January 23, 2001

 

Cast Away

reviewed by
Lynn Trenning

 

 

 

 

 

 

 

 

 

 

 

 

 

 

 

 

 

 

 

 

 

 

 

 

 

 

For more about Lynn Trenning, please visit her main page.

Director Robert Zemeckis's holiday movie release "Cast Away" has two atypical failings: it has a beginning and an end. It requires neither. Some would say they are necessary for the sake of form. But God knows Helen Hunt doesn't need the work this year, and the movie's charm and intrigue begin when Tom Hanks lands ashore a deserted tropical island, and end as he roasts like a blistering pig on a spit, beside the shadow of an industrial steamship.

The journey from a civilized life to bestial survival is swift, yet Tom Hanks maintains a convincing calm as his corporate intuition gives way to mammalian instinct. By primal and bestial I don't mean something negative. These words describe the physical and mental capabilities animals use to survive in uncivilized territory. They are human instincts that have mutated to adapt to today's society. The film's mastery is in the sequence of discovery of a primal self. And though we sense the savage capability just beneath his surface, Hanks' sheer determination, resolve, and patience are spellbinding.

Hanks plays Chuck Noland, a Federal Express troubleshooter who is as busy with life's details (and as negligent of what is truly important) as anyone you've ever met. After promising to spend New Year's Eve with his neglected fiancé, played by Helen Hunt, his plane crashes into the Pacific and he is the sole survivor.

There is no sex, and hardly any dialogue in the pithiest part of the movie. The screen is filled with Don Burgess' breathtaking cinematography and Hank's riveting portrayal of a human being changed from a civilian in a suit to a loner in a loincloth. Each elemental victory leaves the audience with humble reminders of how ineptly prepared we are to revert to the time of cavemen. Our educational system doesn't teach us how to feed ourselves or make fire or hunt or make clothing or soap or grow our own food. We are a bunch of thin-skinned weaklings.
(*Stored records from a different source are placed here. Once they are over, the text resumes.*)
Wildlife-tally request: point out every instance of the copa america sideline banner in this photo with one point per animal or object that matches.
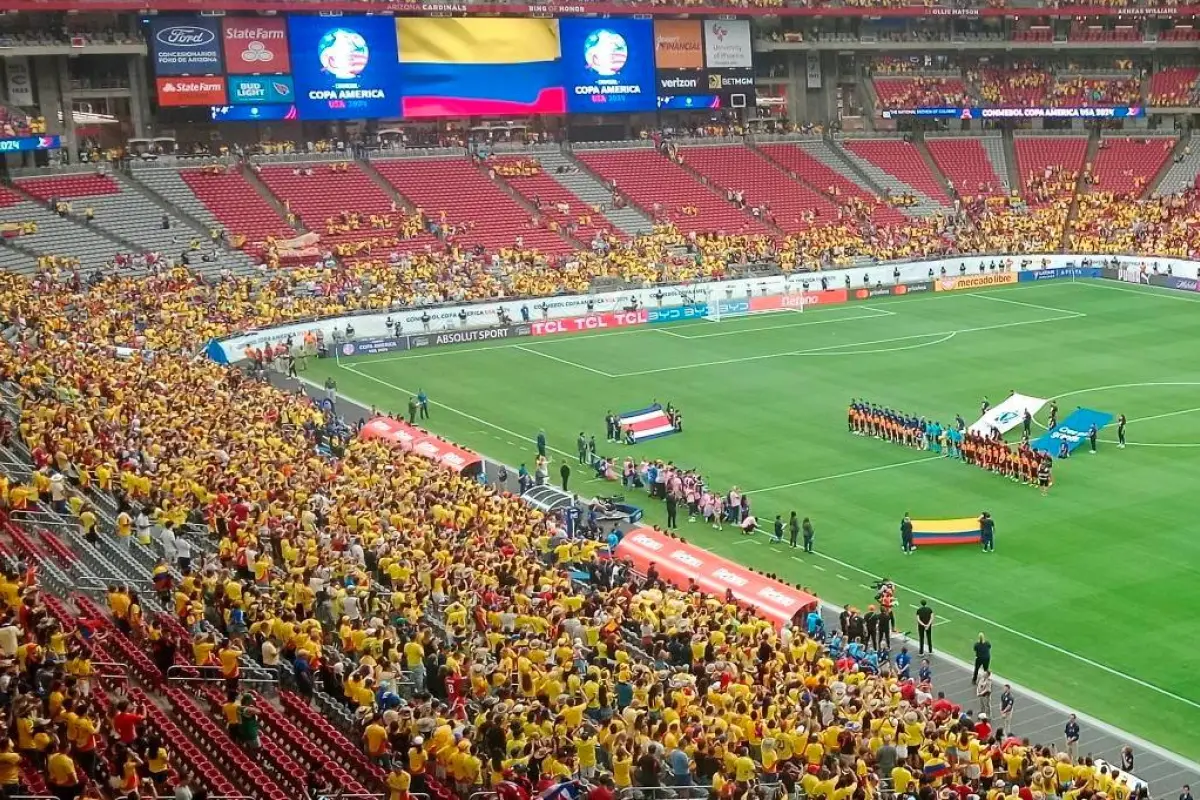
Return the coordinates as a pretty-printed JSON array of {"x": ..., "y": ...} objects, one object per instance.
[
  {"x": 1008, "y": 414},
  {"x": 965, "y": 530},
  {"x": 682, "y": 564},
  {"x": 423, "y": 443}
]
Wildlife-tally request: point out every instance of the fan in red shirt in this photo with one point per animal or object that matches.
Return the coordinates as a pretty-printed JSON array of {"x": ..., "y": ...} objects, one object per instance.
[{"x": 126, "y": 721}]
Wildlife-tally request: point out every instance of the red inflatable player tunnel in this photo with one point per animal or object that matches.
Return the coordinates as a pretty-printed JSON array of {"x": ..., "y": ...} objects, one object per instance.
[{"x": 681, "y": 564}]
But necessity is the mother of invention. We are reminded time and time again, as Noland utilizes the Federal Express packages that washed to shore beside him. His expression doesn't even change as he opens packages I would pray held food, or water, or cell phones, but instead reveal ice skates, a sleeveless dress of tulle, and video cassettes. They seem to mock him, but almost immediately Noland uses the ice skates to open coconuts, the tulle as a fish net, and before you know it, our hero is figuring out how to make fire. It is all believable, because think of what we could do if we had time, which is all he had.

Chuck used his own bloody imprint on the face of a leather soccer ball to give birth a friend named Wilson. And just like Adam needed Eve, so Chuck needed Wilson, who gave him license to talk and muse and effuse and scream without feeling like a bloody loon.

Also fascinating was the four-year transformation, shown in a heartbeat, of a pudgy middle-aged man into a lithe, muscled beast who could spear a fish with a single plunge. Yet he was an educated nature man, who calculated the wind stream accurately enough over the course of years to determine the day best suited to drive a hand-hewn raft past the fierce surf and out into the open sea, powered by a sail that was most likely a remnant from the very airplane that marooned him.

Unfortunately, this beautiful middle movie, where one man's many-layered life is stripped to a loincloth, is not allowed to exist alone, but must end with an attempt to reconcile his abandoned life. The director underestimates the ability of an audience to be enthralled with the primate that we all are. The movie's power is not in teaching us to slow down and smell the roses, but in showing us how close to the surface lies the beast within.